Leo al sol. Lo hago casi religiosamente, al menos una hora; lo intento cada día. Me siento cuando el sol más quema, cuando más se siente el calor, y cuando el resto de la gente, que no sabe disfrutar del sol como yo, huye a la sombra en busca del cobijo de los árboles. Me siento y leo, pero también observo, y a veces soy también observado. Cuando esto sucede, me divierte imaginar sus pensamientos, casi siempre con la arrogancia de creer que me juzgan en silencio, escondidos detrás de miras telescópicas. Yo no les juzgo porque difícilmente sin mis gafas los veo, pero les comprendo su rechazo a luz. El sol de Salamanca es duro, cae sin filtro ni piedad, templando las piedras y rebotándose en ellas. El sol quema, eso lo sabe todo el mundo, pero lo que muchos ignoran es que también es capaz de convertir un pueblo de piedra en toda una ciudad dorada.

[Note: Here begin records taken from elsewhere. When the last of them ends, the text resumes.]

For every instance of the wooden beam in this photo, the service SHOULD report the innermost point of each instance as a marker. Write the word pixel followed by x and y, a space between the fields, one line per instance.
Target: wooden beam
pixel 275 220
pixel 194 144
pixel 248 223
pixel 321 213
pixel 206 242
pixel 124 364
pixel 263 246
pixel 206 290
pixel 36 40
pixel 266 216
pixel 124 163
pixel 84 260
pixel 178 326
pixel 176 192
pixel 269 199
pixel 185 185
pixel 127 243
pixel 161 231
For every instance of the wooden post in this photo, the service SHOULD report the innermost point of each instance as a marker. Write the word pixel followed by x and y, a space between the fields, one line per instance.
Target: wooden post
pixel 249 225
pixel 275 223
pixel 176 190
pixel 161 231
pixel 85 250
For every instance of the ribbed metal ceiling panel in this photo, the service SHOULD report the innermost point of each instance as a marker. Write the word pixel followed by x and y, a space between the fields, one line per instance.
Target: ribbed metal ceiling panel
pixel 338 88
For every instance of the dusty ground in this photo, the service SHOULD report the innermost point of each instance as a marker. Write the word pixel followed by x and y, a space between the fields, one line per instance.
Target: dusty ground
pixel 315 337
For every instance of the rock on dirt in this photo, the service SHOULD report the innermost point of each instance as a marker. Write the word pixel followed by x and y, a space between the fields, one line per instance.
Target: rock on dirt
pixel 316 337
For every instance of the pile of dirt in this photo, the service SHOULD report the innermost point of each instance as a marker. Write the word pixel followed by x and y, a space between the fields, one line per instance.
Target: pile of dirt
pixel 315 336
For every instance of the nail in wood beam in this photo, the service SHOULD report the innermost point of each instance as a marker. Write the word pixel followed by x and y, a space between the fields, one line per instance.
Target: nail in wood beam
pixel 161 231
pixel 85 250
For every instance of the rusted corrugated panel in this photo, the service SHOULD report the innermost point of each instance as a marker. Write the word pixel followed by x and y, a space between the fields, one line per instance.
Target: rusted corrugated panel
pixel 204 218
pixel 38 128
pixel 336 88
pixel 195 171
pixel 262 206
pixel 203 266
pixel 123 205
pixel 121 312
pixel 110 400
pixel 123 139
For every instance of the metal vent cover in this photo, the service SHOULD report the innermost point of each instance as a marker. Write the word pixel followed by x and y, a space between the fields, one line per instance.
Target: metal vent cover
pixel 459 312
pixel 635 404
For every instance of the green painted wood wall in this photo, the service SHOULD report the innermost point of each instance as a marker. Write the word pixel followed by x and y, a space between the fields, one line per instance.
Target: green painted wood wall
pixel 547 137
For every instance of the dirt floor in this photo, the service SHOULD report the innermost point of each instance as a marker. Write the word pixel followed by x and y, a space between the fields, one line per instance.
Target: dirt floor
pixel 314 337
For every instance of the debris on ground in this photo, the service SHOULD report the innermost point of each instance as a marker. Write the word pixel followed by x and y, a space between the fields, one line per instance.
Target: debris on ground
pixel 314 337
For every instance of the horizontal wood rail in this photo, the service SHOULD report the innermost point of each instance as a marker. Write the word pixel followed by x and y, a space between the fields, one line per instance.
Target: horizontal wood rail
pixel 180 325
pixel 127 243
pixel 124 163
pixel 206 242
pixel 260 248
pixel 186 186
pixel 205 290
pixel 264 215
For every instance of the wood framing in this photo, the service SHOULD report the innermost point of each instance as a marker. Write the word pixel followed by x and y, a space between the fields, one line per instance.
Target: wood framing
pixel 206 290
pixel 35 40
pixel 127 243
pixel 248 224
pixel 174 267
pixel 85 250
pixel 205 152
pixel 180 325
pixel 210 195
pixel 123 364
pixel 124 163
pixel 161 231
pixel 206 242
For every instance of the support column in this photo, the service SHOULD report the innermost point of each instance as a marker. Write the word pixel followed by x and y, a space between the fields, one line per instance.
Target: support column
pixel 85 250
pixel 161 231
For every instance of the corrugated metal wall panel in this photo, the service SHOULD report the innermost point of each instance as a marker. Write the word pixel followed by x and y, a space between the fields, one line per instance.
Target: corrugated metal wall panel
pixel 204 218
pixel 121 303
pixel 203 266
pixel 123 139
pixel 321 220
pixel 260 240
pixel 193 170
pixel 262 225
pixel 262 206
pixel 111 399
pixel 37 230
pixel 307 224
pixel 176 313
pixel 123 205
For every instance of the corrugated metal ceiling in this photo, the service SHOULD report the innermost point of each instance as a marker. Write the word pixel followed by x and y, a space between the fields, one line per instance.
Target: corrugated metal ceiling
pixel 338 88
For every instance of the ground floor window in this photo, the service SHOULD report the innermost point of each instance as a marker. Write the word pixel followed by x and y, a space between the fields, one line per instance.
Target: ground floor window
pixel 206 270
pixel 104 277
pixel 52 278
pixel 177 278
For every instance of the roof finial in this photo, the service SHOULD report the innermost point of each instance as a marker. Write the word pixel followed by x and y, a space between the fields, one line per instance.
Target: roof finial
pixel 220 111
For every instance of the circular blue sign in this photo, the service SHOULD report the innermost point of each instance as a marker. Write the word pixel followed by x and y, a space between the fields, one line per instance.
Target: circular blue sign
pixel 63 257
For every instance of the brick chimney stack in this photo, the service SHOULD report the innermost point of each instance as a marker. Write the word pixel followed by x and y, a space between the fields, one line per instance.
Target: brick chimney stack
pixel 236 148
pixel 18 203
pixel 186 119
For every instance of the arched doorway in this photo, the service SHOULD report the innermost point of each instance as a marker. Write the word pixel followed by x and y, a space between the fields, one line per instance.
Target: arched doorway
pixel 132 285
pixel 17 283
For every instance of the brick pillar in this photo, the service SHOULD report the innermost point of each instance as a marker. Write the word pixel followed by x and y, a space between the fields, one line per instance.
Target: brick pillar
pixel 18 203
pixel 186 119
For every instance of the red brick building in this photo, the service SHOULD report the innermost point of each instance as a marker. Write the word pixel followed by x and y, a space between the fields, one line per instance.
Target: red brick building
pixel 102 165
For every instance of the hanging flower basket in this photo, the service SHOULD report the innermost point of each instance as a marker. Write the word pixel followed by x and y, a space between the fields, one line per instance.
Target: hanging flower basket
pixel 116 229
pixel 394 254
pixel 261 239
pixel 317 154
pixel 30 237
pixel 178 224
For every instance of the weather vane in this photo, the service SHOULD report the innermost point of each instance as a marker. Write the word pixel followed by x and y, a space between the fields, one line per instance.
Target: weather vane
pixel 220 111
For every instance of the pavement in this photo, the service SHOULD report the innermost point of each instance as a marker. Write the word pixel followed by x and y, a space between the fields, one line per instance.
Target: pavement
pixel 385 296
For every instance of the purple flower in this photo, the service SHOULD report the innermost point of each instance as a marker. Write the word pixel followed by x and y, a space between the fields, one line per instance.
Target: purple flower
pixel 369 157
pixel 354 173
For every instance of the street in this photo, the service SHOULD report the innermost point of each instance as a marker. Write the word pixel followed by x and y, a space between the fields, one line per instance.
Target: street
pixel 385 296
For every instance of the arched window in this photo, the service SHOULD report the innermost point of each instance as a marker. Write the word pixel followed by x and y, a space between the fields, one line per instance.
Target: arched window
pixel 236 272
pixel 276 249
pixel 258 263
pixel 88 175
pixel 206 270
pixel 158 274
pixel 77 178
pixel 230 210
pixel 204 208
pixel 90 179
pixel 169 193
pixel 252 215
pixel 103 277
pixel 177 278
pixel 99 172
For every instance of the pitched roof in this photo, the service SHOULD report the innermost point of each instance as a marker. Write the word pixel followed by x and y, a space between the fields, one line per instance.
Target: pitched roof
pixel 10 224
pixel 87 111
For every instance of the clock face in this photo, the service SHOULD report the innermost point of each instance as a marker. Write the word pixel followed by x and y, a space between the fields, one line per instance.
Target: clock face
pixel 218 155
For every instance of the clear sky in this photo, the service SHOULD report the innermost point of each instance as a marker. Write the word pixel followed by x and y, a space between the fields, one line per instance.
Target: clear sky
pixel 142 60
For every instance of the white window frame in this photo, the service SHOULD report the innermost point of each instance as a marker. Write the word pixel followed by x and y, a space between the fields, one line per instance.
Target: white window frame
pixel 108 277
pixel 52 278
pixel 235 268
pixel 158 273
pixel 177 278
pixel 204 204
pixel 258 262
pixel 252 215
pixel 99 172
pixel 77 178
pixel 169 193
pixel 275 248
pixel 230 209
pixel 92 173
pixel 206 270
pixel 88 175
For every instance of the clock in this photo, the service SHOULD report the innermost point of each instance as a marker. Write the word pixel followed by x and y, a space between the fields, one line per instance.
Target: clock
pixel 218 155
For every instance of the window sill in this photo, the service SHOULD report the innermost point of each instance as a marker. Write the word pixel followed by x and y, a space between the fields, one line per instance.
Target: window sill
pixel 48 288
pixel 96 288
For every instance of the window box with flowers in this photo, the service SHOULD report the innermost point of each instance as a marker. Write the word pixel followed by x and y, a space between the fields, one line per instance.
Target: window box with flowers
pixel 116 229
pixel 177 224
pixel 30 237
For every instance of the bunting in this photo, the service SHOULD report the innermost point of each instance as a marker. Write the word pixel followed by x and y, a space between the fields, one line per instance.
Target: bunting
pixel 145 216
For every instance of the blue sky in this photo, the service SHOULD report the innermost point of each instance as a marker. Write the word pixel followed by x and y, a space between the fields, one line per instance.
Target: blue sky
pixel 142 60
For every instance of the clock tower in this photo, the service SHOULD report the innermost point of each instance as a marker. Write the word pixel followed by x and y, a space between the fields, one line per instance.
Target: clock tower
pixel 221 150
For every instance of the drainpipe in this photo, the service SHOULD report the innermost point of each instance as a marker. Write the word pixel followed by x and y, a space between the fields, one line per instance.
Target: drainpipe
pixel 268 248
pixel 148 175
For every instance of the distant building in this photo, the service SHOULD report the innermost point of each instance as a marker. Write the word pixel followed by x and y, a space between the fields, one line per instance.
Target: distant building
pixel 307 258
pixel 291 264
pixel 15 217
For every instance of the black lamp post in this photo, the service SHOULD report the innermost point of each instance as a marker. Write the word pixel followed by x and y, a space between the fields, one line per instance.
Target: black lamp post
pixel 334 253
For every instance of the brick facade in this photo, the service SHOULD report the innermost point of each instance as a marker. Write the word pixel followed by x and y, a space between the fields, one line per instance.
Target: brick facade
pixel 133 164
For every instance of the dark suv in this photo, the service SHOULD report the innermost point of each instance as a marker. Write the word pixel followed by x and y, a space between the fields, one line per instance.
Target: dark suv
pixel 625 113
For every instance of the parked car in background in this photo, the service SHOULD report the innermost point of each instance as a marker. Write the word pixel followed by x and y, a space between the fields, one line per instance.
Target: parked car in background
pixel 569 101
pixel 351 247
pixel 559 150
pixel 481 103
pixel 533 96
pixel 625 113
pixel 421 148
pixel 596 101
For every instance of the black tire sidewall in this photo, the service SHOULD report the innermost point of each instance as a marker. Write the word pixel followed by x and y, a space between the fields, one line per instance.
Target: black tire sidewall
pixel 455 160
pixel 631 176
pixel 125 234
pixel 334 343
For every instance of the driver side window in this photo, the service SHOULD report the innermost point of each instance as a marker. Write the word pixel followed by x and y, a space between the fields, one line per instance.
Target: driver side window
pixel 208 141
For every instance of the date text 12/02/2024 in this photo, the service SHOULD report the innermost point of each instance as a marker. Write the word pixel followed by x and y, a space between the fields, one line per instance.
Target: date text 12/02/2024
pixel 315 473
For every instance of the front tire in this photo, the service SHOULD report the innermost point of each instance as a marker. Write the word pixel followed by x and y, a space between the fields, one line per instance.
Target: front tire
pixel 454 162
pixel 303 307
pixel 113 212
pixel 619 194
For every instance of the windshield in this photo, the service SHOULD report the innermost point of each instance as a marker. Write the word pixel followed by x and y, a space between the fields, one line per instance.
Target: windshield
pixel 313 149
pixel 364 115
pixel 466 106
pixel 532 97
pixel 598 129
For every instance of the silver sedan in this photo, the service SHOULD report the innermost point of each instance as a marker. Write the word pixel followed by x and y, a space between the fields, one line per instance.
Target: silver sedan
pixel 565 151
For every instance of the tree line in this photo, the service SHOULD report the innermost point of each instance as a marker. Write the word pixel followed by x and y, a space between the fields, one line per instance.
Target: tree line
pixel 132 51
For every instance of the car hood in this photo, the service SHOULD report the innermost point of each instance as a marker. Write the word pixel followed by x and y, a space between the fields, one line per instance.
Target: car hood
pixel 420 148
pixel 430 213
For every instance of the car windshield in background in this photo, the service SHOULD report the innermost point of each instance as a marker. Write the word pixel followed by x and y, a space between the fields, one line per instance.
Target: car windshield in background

Leo bajo el sol, porque algo hay que hacer bajo el sol, y la lectura no me parece un mal pasatiempo. Leo de todo; analizo y devoro de una forma carnívora, porque el sol me da hambre. A veces leo sin leer, cuando prefiero leer la vitamina D y no las páginas que paso despreocupadamente. Leo como escucho música, porque en ocasiones es el libro el contexto del momento y no al revés.
Leo solo en un acto completamente introspectivo. Leo al sol para pasar desapercibido y confundirme en el paisaje, pero casi nunca me importa ser visto, ni tampoco, reconocido. Lo hago al sol porque quizás mi abuelo cada día al sol estaba, rompiendo baldosas para crear mosaicos. Él también esculpía y pintaba bajo el sol, y a mi eso me encantaba. Creo que le honro al acordarme y retratarme en él, aunque en mucho difiere su tarea creativa con mi afán deconstructivo de leer y devorar lectura ligera.
Por la noche, cuando el sol se va, me gusta tocarme y sentirme tibio. Me acuesto con el cuerpo cargado de luz y me duermo con infinitas ganas de mañana.